|
Metadata Home > Decisions and Best Practices
Coding set (i.e. collection) identification
The MSG resolved to avoid semantically loaded terms, and agreed to use "set"
rather than "collection" to describe the various types of aggregated materials.
- Sets can consist of the following:
- Materials purchased from a vendor as concrete units
- Materials created by the Library (or faculty projects) as concrete
units
- Materials brought together by the Library as being usefully related
but not inherently related to each other
- Materials inherently related to each other by their bibliographic nature
are considered series (i.e. electronic texts bearing a series statement)
- The set code only serves to link the individual object back to the collection
object. There is no hierarchical relationship implied in the <set>
elements. All hierarchy will be assumed by the collection objects.
| DescMeta |
<surrogate>
<set code="UVA-LIB-ArtArchit"/>
</surrogate>
|
| GDMS |
<gdmshead>
<filedesc>
<setstmt>
<set code="UVA-LIB-ArtArchit"/>
</setstmt>
</filedesc>
</gdmshead> |
| TEI |
<filedesc>
<seriesStmt>
<title level="s">University of Virginia, Modern English collection</title>
<idno type="uva-set">UVA-LIB-ModEngl</set>
</seriesStmt>
</filedesc> |
Set code conventions
- Set codes will begin with UVA-LIB for any sets created or collected by
the Library. This includes faculty projects that have been selected and
collected by the Library.
- For vendor collections, set codes will begin with standard abbreviations
in all caps (i.e. SI-SAAM for the Smithsonian Institute, Smithsonian American
Art Museum )
- For the remainder of the set code, abbreviations should be pulled, where
possible, from the standardized list, The List of Title Word Abbreviations
(following the ISO 4 standard, Rules for the abbreviation of title words
and titles of publications) and follow their abbreviation conventions
without following their punctuation or capitalization rules.
- There should be a central authority for determining the "official" name
of a set (regardless of which set category it falls into).
- Once the official name has been determined, the code should prefixed as
above, followed by a hyphen, followed by the standardized abbreviation with
all words strung together as a compound word.
- The first word of each abbreviated title should be capitalized.
- All set codes must be unique.
- Given the above formulation, the phase 2 sets are:
- The Art and Architecture collection: UVA-LIB-ArtArchit
- The Barcelona collection: UVA-LIB-Barcelona
- The Architecture of Jefferson Country: UVA-LIB-ArchitJeffCtry
- The Catlin collection: SI-SAAM-CatlinIndianPaint (from The Smithsonian
American Art Museum Catlin Indian Paintings Collection)
- The Fowler collection: UCLA-FOWLER-AfrArt
- The Modern English Text collection: UVA-LIB-ModEngl
- The Finding Aids collection: UVA-LIB-FindAids
Descriptive Metadata for
Images
Image objects will only contain:
- Their parent pointer: <idno type=parent">
- A label:
- For page images (based on the existence of a pb tag), the label will
be:
book title, page [value of n= (page number)].
- For figures (based on the existence of a fig tag), the label will
be:
book title, [fig caption]
Some figures have extensive captions.

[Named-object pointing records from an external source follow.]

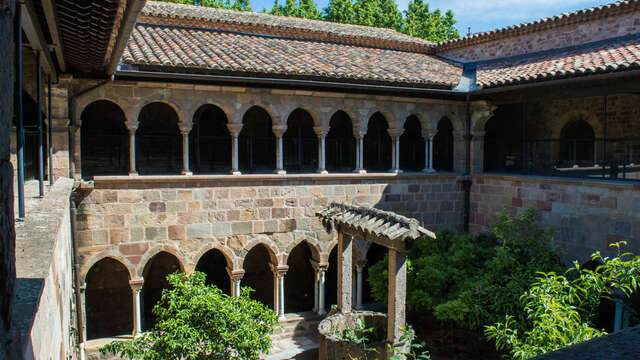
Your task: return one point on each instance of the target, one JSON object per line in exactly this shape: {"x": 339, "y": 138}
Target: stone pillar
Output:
{"x": 477, "y": 152}
{"x": 235, "y": 277}
{"x": 279, "y": 131}
{"x": 322, "y": 132}
{"x": 132, "y": 126}
{"x": 345, "y": 272}
{"x": 397, "y": 295}
{"x": 359, "y": 135}
{"x": 359, "y": 282}
{"x": 185, "y": 129}
{"x": 234, "y": 130}
{"x": 395, "y": 149}
{"x": 136, "y": 288}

For phase 2, we will grab the
entire caption. If this turns out to be unwieldy, we'll consider limiting
captions to a certain number of characters only for phase 3.
- Their rights information. Page images can inherit their rights from their
parent, but the images referred to by GDMS objects must know their individual
rights.
This descriptive metadata for image objects will not populate the discovery
index and full descriptive metadata will be inherited from the parent on demand.
Where to store PIDS in the
"master" metadata records
All "master" records should contain their Fedora PIDS. When files
are spun off from their masters for archiving or other purposes, their PIDS
will already be embedded in the metadata
| TEI |
<fileDesc>
<publicationStmt>
<idno type="uva-pid">
|
| GDMS |
<gdmshead>
<idno type="uva-pid">
|
| EAD |
<filedesc>
<publicationstmt>
<num type="uva-pid"> |
| TIFF |
in the TIFF dump (for phase 2), not the actual TIFF headers |
Dealing with TEI
headers that represent serials & monographic sets
The challenge: Each issue/volume of a multi-volume publication is a separate
file, will be a separate Fedora Object, and needs a separate TEI header.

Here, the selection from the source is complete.